Today when I was running PyTorch scripts, I met a strange problem:

1
2
3
a = torch.rand(2, 2).to('cuda:1')
......
torch.cuda.synchronize()

but result in the following error:

1
2
3
4
5
  File "....../test.py", line 67, in <module>
torch.cuda.synchronize()
File "....../miniconda3/envs/py39/lib/python3.9/site-packages/torch/cuda/__init__.py", line 495, in synchronize
return torch._C._cuda_synchronize()
RuntimeError: CUDA error: out of memory

but It’s clear that GPU1 has enough memory (we only need to allocate 16 bytes!):

1
2
3
4
5
6
7
8
9
|===============================+======================+======================|
| 0 NVIDIA GeForce ... Off | 00000000:1A:00.0 Off | N/A |
| 75% 73C P2 303W / 350W | 24222MiB / 24268MiB | 64% Default |
| | | N/A |
+-------------------------------+----------------------+----------------------+
| 1 NVIDIA GeForce ... Off | 00000000:1B:00.0 Off | N/A |
| 90% 80C P2 328W / 350W | 15838MiB / 24268MiB | 92% Default |
| | | N/A |
+-------------------------------+----------------------+----------------------+

And normally, when we fail to allocate the memory for tensors, the error is:

1
CUDA out of memory. Tried to allocate 16.00 MiB (GPU 0; 6.00 GiB total capacity; 4.54 GiB already allocated; 14.94 MiB free; 4.64 GiB reserved in total by PyTorch)

But our error message is much “simpler”. So what happened?

Possible Answer

This confused me for some time. According to this website:

When you initially do a CUDA call, it’ll create a cuda context and a THC context on the primary GPU (GPU0), and for that i think it needs 200 MB or so. That’s right at the edge of how much memory you have left.

Surprisingly, in my case, GPU0 has occupied 24222MiB / 24268MiB memory. So there is no more memory for the context.
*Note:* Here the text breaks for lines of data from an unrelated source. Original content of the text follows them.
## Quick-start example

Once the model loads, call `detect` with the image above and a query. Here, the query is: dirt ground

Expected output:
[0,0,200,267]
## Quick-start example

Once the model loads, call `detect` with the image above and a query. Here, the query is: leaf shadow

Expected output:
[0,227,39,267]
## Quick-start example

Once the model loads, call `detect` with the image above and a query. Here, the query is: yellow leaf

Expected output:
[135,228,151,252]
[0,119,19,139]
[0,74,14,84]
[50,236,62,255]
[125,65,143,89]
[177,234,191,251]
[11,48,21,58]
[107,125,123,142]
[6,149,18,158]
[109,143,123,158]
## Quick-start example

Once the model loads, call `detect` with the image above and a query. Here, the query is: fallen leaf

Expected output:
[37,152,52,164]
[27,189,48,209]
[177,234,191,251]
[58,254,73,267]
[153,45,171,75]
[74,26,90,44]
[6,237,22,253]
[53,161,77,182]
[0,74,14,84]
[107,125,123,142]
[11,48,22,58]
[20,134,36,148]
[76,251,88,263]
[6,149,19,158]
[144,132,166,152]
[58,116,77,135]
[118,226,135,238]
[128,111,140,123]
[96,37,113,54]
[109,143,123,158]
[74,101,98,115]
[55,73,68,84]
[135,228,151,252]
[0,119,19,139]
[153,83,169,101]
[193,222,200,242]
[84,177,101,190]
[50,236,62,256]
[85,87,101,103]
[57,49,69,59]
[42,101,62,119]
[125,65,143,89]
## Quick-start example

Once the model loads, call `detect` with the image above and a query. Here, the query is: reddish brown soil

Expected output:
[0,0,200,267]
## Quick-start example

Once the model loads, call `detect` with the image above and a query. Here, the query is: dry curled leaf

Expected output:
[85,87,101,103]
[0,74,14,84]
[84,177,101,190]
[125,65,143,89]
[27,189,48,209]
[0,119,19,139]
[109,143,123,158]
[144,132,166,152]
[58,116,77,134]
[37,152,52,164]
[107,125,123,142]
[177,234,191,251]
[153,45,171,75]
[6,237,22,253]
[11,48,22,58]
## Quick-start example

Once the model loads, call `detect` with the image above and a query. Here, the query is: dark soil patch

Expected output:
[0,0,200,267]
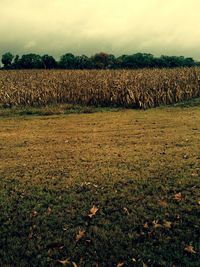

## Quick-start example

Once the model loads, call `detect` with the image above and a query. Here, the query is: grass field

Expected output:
[0,100,200,267]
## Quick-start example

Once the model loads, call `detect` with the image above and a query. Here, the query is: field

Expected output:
[0,68,200,267]
[0,68,200,109]
[0,100,200,267]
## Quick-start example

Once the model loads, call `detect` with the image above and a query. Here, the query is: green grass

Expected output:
[0,100,200,267]
[0,98,200,117]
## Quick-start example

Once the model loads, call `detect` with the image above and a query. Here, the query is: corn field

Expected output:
[0,68,200,109]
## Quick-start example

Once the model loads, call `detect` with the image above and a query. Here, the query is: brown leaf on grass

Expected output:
[117,262,125,267]
[174,192,183,201]
[88,206,99,218]
[184,245,196,254]
[163,221,172,229]
[123,207,129,214]
[72,261,78,267]
[159,199,168,208]
[153,220,163,228]
[76,230,85,242]
[57,258,70,266]
[46,207,52,215]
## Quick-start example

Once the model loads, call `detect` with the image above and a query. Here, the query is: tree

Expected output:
[59,53,77,69]
[20,54,44,69]
[76,55,93,69]
[1,52,14,68]
[91,52,116,69]
[42,55,57,69]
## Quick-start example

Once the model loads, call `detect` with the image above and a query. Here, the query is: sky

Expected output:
[0,0,200,60]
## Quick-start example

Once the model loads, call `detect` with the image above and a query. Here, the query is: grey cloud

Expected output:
[0,0,200,59]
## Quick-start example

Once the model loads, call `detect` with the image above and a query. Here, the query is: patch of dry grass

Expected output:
[0,68,200,109]
[0,107,200,267]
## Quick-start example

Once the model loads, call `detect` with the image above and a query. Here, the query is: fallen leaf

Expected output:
[163,221,172,229]
[76,230,85,242]
[184,245,196,254]
[174,192,183,201]
[117,262,124,267]
[153,220,163,228]
[88,206,99,218]
[46,207,52,215]
[57,258,70,265]
[123,207,129,214]
[159,199,168,208]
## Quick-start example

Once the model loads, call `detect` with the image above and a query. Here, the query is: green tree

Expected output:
[1,52,14,68]
[20,54,44,69]
[42,55,57,69]
[59,53,77,69]
[91,52,116,69]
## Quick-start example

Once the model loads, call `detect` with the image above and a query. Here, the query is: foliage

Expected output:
[2,52,199,69]
[1,52,14,68]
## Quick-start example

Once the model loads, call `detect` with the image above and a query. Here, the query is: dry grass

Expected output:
[0,68,200,109]
[0,107,200,267]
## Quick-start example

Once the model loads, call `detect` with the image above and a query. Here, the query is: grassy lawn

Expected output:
[0,103,200,267]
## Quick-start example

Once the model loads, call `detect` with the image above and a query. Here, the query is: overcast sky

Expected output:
[0,0,200,60]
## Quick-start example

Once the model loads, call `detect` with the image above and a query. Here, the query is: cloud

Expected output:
[0,0,200,59]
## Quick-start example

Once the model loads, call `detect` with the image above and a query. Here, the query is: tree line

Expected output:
[1,52,200,69]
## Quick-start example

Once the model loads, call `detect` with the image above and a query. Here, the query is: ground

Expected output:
[0,103,200,267]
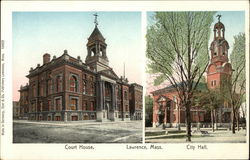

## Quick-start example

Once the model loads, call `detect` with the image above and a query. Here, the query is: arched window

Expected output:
[124,91,128,100]
[56,76,62,92]
[90,83,95,95]
[82,80,87,94]
[70,76,77,92]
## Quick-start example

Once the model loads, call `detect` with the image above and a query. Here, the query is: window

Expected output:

In addition, this makes sense that out error message is RuntimeError: CUDA error: out of memory, not the message that tensallocation failed.

Possible Solution

Set the CUDA_VISIBLE_DEVICES environment variable. We need to change primary GPU (GPU0) to other one.

Method 1

In the starting python file:

1
2
3
# Do this before `import torch`
import os
os.environ['CUDA_VISIBLE_DEVICES'] = '1' # set to what you like, e.g., '1,2,3,4,5,6,7'

Method 2

In the shell:

1
2
# Do this before run python
export CUDA_VISIBLE_DEVICES=1 # set to what you like, e.g., '1,2,3,4,5,6,7'

And then, our program is ready to go.